わたしは、ダイニングテーブルの椅子から立ち上がり、2つのコーヒーカップをキッチンに持っていき、水を流し始めた。

洗っていると、背後から、

「アツマさんはいつ帰ってくるの?」

と、侑の声。

「18時ぐらい」

答えると、

「じゃあ、あと2時間は、あなたと2人きりで過ごすのね」

と、愉(たの)しげな声が返ってきた。

2人きりで過ごすのを強調したのはなぜだろう。

 

× × ×

 

カップを丁寧に洗い、丁寧に拭いた。

ダイニングテーブルに再び近付いていくと、侑が腰を徐々に浮かせているのが眼に入った。

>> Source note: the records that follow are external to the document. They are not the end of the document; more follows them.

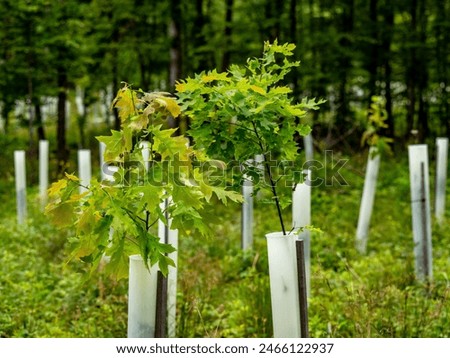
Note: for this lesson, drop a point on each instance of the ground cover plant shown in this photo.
(224, 292)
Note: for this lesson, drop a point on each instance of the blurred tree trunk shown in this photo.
(293, 19)
(62, 154)
(374, 48)
(411, 70)
(176, 65)
(422, 69)
(39, 122)
(441, 27)
(175, 70)
(386, 41)
(346, 25)
(227, 34)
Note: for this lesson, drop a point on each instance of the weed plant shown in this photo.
(224, 292)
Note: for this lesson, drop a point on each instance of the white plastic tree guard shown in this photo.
(420, 204)
(368, 197)
(84, 168)
(21, 194)
(170, 236)
(142, 288)
(441, 177)
(43, 172)
(284, 285)
(301, 217)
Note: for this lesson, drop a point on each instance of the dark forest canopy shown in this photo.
(350, 50)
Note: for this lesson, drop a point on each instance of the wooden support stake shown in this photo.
(302, 291)
(161, 307)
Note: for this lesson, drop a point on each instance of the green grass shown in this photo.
(224, 292)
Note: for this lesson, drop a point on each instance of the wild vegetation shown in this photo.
(223, 291)
(61, 64)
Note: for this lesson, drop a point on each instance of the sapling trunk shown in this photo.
(302, 289)
(273, 185)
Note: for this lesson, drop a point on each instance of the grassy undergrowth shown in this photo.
(224, 292)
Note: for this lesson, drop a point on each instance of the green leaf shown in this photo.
(116, 144)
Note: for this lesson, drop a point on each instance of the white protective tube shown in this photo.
(247, 215)
(284, 285)
(420, 204)
(441, 177)
(21, 193)
(365, 210)
(301, 217)
(43, 172)
(84, 168)
(308, 143)
(142, 285)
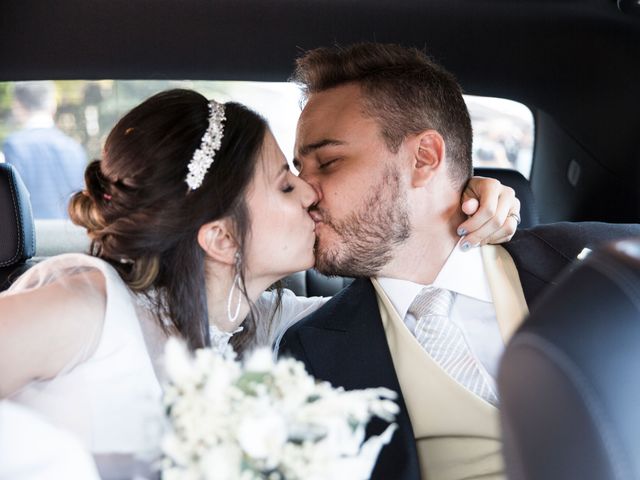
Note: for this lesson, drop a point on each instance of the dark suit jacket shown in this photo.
(344, 342)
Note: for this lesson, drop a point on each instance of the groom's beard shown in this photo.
(366, 237)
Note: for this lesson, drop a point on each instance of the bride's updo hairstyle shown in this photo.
(143, 219)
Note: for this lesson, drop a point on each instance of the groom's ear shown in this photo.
(428, 150)
(218, 241)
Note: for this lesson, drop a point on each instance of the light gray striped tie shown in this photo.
(444, 342)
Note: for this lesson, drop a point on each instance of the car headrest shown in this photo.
(569, 385)
(17, 235)
(514, 179)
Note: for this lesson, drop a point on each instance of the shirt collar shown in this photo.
(463, 273)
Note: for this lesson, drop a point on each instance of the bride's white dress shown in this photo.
(110, 395)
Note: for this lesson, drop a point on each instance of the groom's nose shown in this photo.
(314, 184)
(309, 194)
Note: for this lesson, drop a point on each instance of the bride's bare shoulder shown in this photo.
(45, 328)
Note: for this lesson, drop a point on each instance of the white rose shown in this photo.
(262, 436)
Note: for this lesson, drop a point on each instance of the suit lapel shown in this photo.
(349, 349)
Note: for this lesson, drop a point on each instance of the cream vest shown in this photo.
(457, 433)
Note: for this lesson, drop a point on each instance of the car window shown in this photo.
(83, 112)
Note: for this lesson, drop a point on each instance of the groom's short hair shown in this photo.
(404, 90)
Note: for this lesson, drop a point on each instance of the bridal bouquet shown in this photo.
(261, 419)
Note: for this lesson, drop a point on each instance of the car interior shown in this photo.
(575, 64)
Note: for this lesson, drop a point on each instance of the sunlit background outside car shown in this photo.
(87, 110)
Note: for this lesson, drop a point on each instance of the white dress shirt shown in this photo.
(472, 310)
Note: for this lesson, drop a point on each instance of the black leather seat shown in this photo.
(569, 379)
(17, 231)
(514, 179)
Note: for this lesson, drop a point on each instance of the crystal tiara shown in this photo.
(203, 156)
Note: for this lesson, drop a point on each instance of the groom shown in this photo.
(385, 139)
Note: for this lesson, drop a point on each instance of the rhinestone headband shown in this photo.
(203, 157)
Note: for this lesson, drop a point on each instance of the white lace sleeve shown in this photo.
(272, 323)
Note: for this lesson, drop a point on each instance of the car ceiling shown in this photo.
(578, 61)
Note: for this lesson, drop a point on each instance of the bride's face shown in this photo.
(282, 233)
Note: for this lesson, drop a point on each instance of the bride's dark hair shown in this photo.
(144, 221)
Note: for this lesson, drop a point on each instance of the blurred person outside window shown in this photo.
(50, 163)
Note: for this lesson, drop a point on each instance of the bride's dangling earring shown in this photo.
(236, 284)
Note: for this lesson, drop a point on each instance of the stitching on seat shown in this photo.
(623, 278)
(612, 445)
(18, 220)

それから、完全に立ち上がり、横目でわたしを見てくる侑。

「愛」

わたしの名前を呼んでくる。優しさだけでなく、甘えたいキモチも籠(こ)もっているような声。

「わたしのそばに来てほしいんだけど」

お願いされた。

違和感を覚えつつも、侑の前まで歩いていく。

「どうしたの?」

侑の真正面で訊く。

「……どうしたもこうしたも、ないんだけど」

照れ笑いで侑が答えた。

その次の瞬間。

包み込まれる感触が、わたしにやって来た。

背中と胸に侑のカラダを感じる。侑の体温が濃厚な体温で、心拍数が上がる。わたしの焦りを心拍数が示している。

「んーと……。なぜに、抱きつき? つらいことでもあって、わたしに寄り掛かりたいとか?」

「つらいことなんかないわ」

驚くほど甘えた声が返ってきた。

「それなら、どうして……」

わたしの疑問に構うことなく、

「こうして抱き締めてると、わかる……。あなたのカラダの方が、やわらかいのね。予想してた通りだった」

と言って、背中に回した手の強さを2段階ぐらい上げるのだった。